I personally DO NOT recommend setting up merge replication under such conditions. But, as there is no way for me (other than make this work or develop my own replication solution), I spent two weeks experimenting and found a solution.

  1. Disable Precompute partitions option on Publication Properties -> Subscription Options -> Filtering window. This makes sp_MSmakegeneration lock only that particular table it's currently working on, not all merge replication affected tables. This option becomes enabled automatically if you have any row filtering. But actually, it's only intended to speed up parameterized filters (not my case). Note: turning this off will invalidate subscriptions; you must re-initialize them with fresh snapshot.

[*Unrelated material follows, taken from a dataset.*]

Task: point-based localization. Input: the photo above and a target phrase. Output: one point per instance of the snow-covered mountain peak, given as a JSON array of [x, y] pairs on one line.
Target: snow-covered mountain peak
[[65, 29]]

  2. Create simple job with exec dbo.sp_MSmakegeneration command and schedule it every 1 minute. Normally, it called as part of synchronization process to enumerate local changes. But, if you skip calling it for 10-15 minutes (it means 20-30k changed/inserted rows in my case), the next synchronization calling it will block all client inserts/updates into replicated table; also, there is chances you will catch deadlock during its execution, making it impossible to run it successfully until server load is reduced. This, ofcourse, depends on your particular table indexes and usage.
  3. Schedule your synchronization jobs to run frequently. I personally set it to run each 3 minutes. This reduces sync delay to 5-10 minutes. Strictly speaking, this is not mandatory, but syncing a lot of changes is quite a heavy load itself, so its easier for server to sync smaller parts.

Using this, I am able to successfully sync 3 servers, with 3-10k inserts/updates per minute on each during workday with no major delays.